Ship to ship oil transfer regulations – success at last
Some of you might remember that at the end of 2007 I introduced a ‘Private Members’ Bill’ into the House of Commons to introduce tougher safety measures for oil transfers at sea, after there was a proposal for them to take place in the Firth of Forth.
I withdrew my Bill after the last Government agreed to act on the issue, and following a public consultation introduced new regulations. However, before they could come into force the new UK Coalition decided to delay their implementation for even more consultation.
I am glad to say that the new regulations have now finally passed through Parliament, even if in a slightly watered down form. The oil spill in the Gulf of Mexico has graphically illustrated that although the chances of an accident may seem slight the consequences if one does occur can be devastating, so I think the new rules were was worth fighting for - you can read more on this at http://bit.ly/KIUcRz.
Sustainable development and the green economy
I am a member of the House of Commons Environmental Audit Committee which examines how policies across Government contribute to protecting the environment and promote sustainable development
At present the Committee is carrying out three inquiries on sustainable food, wildlife crime and protecting the Arctic. You can find out more on each of these at http://bit.ly/MnUNw6.
At the end of May, the Committee published a major report on the green economy which you find at http://bit.ly/M9QWAM. I have been a strong supporter of the Green Investment Bank and the campaign to base it here in Edinburgh. It was great news when Edinburgh was chosen but there has been criticism of the time that the Government is taking to get it up and running.
The Coalition is now going to introduce legislation to set up the Bank but it will still have to wait until 2015 to be given borrowing powers and even then the amount of cash it gets will depend on the state of the economy.
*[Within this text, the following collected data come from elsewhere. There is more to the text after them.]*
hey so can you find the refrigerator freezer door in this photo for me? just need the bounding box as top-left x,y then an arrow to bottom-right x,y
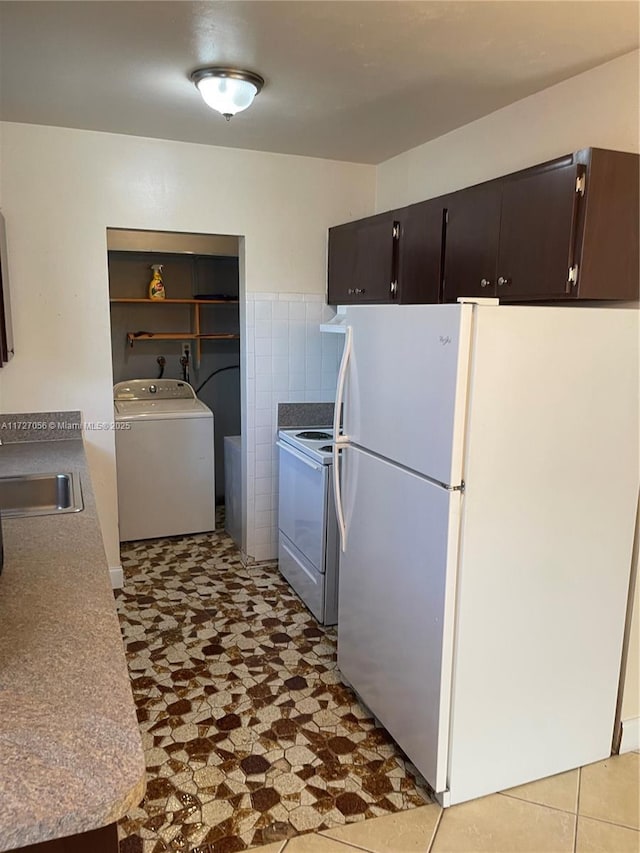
343,304 -> 472,486
338,444 -> 461,794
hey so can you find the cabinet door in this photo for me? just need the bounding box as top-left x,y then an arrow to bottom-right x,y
442,183 -> 501,302
352,212 -> 397,302
396,199 -> 446,303
328,212 -> 396,304
496,160 -> 580,300
0,212 -> 14,365
573,148 -> 639,301
327,220 -> 357,304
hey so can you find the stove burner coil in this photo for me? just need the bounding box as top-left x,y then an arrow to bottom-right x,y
295,430 -> 332,440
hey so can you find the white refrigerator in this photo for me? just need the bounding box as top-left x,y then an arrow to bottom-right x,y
331,301 -> 639,806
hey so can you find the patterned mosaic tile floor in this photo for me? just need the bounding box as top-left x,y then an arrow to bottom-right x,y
115,515 -> 432,853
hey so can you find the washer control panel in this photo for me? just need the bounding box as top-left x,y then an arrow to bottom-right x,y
114,379 -> 196,401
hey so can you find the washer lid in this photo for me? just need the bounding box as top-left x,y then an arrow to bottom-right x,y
114,397 -> 212,420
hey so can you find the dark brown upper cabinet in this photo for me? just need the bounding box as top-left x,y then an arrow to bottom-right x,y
329,147 -> 639,307
394,199 -> 446,304
327,212 -> 398,304
572,148 -> 639,301
442,182 -> 502,301
327,200 -> 446,305
444,154 -> 583,302
495,157 -> 581,300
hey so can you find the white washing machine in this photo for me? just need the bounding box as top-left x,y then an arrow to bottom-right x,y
114,379 -> 215,541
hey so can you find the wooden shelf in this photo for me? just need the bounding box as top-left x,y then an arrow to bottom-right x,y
108,252 -> 241,367
115,297 -> 240,363
111,298 -> 238,305
127,332 -> 239,345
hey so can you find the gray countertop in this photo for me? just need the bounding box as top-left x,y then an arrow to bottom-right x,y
0,439 -> 146,851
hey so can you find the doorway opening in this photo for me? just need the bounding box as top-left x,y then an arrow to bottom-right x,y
106,227 -> 242,547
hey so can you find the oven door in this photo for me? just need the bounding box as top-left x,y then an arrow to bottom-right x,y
277,440 -> 328,572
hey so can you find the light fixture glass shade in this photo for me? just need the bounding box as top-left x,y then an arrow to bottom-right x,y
191,68 -> 264,120
196,76 -> 257,116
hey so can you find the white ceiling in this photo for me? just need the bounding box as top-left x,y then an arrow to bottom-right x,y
1,1 -> 638,164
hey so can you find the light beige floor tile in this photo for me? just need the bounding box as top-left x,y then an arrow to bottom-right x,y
431,793 -> 575,853
250,844 -> 287,853
579,752 -> 640,830
575,816 -> 640,853
322,804 -> 442,852
284,833 -> 361,852
501,769 -> 580,813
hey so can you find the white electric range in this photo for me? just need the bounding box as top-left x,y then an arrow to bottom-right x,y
276,427 -> 339,625
278,428 -> 334,463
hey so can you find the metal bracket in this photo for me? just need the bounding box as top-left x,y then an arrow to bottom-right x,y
568,264 -> 579,286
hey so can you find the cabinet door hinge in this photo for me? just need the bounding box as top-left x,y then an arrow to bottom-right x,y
390,280 -> 398,296
568,264 -> 579,286
575,174 -> 586,196
392,223 -> 400,240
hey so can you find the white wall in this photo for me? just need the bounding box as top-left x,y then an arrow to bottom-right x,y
106,229 -> 239,255
376,50 -> 640,210
0,122 -> 374,569
375,48 -> 640,742
620,506 -> 640,751
243,292 -> 342,562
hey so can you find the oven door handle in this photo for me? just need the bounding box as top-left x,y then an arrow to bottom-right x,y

I believe that the state of the economy is actually a key reason for pressing ahead with the Bank as soon as possible. The central message of the recent UN Rio 20+ Summit is that economic growth and the environment should be complementary rather than in conflict as some in the UK Government sometimes seem to suggest!
Aung San Suu Kyi visits UK Parliament
I was lucky enough to hear Aung San Suu Kyi address both Houses of Parliament last week. Like so many people I have been inspired by her campaign for democracy at great personal cost to herself.
Forthview and Pirniehall Primary Schools in West Pilton have strong links with schools in Thailand for the children of Burmese refugees who have been forced to flee Burma because of persecution. I hope that on a subsequent visit to the UK she will be able to visit Edinburgh so that we will have the chance to express our strong support and admiration for her bravery.
VAT on alterations to listed buildings – a partial ‘u-turn’!
I mentioned in my last newsletter the concerns expressed by the UK Government’s Budget proposal to impose VAT at 20% on alterations to listed buildings which were previously zero-rated. This has particular implications for Edinburgh because of the number of historic buildings here.
Although the Government has not backed down on this VAT change, it has agreed to increase the sums available in a special fund for listed places of worship to help them meet the cost of the extra VAT. This may lessen the blow of the increase at least. You can find more on the background to this at http://bit.ly/HG4XIC.
Keeping in touch with our local community in Edinburgh North & Leith
During a recent House of Commons 'recess' (break), and I took the opportunity of being in Edinburgh for an extended period to visit a wide range of community organisations and activities - community councils, local galas, schools, environmental projects - in every part of the constituency. Along with 'meet the public' sessions with local councillors, these events help to keep me in touch with the concerns and issues facing local people.